Presenting a method for extracting structured domain-dependent information from Farsi Web pages

Emami, Hojjat

doi:10.52547/jsdp.19.2.133

Volume 19, Issue 2 (9-2022) JSDP 2022, 19(2): 133-146 | Back to browse issues page

‎ 10.52547/jsdp.19.2.133

Presenting a method for extracting structured domain-dependent information from Farsi Web pages

Hojjat Emami ^*

University of Bonab

Abstract: (837 Views)

Extracting structured information about entities from web texts is an important task in web mining, natural language processing, and information extraction. Information extraction is useful in many applications including search engines, question-answering systems, recommender systems, machine translation, and etc. An information extraction system aims to identify the entities from the text and extract their related information to form a profile of the target entity.
In recent years, several methods have been proposed for extracting structured information from web text. The majority of existing methods for extracting entity-centric information require a predefined ontology. The ontology includes the complete knowledge of the entities and their attributes. The main challenge of these methods is their inability to extract information about entities that are not already defined in the ontology. Besides, the existing methods have ignored semantic information extraction and have not linked the extracted information to the general ontology entries. This highlights that introducing new methods for semantic information extraction is an open problem and there is room for more efforts in this field.
As an element of research, we proposed a new method for the automatic extraction of semantically structured information from Farsi web text. The proposed method does not require background knowledge about the entities and their properties. The proposed method consists of three main phases including pre-processing, semantic analysis and frame extraction. To fulfill these phases, we use a combination of language resources, text processing tools, and distant ontologies. The main focuses of the proposed method are to enrich the predicate-argument frames with the semantic information extracted from distant ontologies, extract the entity-related information from predicate-argument frames, and link the extracted information with their corresponding sense in DBPedia ontology. The issue facilitates the processing of Farsi texts by computers.
To evaluate the proposed method, we created a small Farsi dataset containing 100 complete sentences. Then, the proposed method is compared with three information extraction methods on this dataset. The results of experiments show the superiority of the proposed method compared to counterpart methods in terms of precision and F₁ measures.

Article number: 9

Keywords: Web mining, information extraction, natural language processing, ontology, structured-semantic information

Full-Text [PDF 968 kb] (236 Downloads)

Type of Study: Research | Subject: Paper
Received: 2019/12/26 | Accepted: 2021/06/20 | Published: 2022/09/30 | ePublished: 2022/09/30

References

1. [1] A. A. Barforoush, H. Shirazi, and H. Emami, "A new classification framework to evaluate the entity profiling on the Web: past, present and future," ACM Comput. Surv., vol. 50, no. 3, pp. 1-39, 2017. [DOI:10.1145/3066904]

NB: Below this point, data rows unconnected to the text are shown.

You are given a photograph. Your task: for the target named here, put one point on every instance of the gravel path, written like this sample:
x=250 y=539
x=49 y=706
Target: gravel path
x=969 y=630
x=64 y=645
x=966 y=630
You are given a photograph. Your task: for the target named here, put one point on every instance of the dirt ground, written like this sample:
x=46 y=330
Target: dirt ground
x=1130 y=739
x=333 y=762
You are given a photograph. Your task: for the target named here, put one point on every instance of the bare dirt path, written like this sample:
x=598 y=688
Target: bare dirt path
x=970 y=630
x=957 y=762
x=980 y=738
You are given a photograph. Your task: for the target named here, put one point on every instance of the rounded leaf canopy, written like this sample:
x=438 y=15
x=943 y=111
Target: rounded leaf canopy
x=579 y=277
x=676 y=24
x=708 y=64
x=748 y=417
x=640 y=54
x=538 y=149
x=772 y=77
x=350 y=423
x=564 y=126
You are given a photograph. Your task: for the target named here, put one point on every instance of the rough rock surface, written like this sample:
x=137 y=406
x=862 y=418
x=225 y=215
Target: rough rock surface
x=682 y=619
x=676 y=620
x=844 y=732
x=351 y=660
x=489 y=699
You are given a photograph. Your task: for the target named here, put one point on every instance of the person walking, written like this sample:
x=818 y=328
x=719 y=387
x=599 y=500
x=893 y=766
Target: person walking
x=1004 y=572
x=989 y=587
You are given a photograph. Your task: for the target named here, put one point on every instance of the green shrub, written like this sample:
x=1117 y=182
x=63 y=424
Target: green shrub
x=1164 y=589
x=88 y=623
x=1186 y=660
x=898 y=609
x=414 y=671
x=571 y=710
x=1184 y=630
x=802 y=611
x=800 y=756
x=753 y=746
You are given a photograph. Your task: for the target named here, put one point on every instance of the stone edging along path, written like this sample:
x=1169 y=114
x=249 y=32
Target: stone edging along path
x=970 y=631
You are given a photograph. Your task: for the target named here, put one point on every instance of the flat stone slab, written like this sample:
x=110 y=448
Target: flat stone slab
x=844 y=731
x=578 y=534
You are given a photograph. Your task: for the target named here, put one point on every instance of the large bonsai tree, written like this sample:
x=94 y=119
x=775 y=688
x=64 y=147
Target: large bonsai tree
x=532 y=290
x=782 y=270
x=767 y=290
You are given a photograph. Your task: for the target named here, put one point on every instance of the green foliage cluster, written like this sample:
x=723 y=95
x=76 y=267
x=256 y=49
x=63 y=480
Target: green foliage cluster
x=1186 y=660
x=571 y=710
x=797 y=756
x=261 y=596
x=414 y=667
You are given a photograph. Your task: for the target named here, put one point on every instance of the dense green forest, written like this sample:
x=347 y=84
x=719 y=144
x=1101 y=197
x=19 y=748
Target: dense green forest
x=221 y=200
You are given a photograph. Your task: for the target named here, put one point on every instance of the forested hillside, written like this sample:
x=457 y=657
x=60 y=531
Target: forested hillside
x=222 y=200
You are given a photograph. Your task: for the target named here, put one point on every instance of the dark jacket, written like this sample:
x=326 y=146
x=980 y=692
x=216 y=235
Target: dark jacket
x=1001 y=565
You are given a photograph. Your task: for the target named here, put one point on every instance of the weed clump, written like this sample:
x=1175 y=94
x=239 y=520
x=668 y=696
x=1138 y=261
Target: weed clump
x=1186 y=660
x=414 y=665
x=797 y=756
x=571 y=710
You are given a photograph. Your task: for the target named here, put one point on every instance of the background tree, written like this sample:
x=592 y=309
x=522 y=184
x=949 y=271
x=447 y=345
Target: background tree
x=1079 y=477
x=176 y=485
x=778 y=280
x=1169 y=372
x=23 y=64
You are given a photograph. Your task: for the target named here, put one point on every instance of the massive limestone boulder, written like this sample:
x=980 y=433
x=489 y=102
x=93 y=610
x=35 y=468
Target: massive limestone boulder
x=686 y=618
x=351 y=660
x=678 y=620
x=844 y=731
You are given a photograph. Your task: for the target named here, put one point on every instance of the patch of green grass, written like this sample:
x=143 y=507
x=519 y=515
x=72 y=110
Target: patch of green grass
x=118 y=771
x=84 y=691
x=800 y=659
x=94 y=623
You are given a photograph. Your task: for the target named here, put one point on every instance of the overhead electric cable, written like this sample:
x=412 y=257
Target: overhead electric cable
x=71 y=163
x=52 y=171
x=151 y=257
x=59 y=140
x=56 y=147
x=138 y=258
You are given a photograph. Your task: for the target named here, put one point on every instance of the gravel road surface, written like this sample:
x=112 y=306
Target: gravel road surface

2. [2] H. Emami, H. Shirazi, and A. A. Barforoush, "A Semantic approach to person profile extraction from Farsi documents," J. Inf. Syst. Telecommun., vol. 4, no. 4, pp. 232-243, 2016.

3. [3] W. Li, R. Srihari, C. Niu, and X. Li, "Entity profile extraction from large corpora," in Pacific Association for Computational Linguistics Conference (PACLING-2003), Harifax, Canada, 2003.

4. [4] Y. Chen, S. Y. Mei Lee, and C. R. Huang, "A robust web personal name information extraction system," Expert Syst. Appl., vol. 39, no. 3, pp. 2690-2699, 2012. [DOI:10.1016/j.eswa.2011.08.125]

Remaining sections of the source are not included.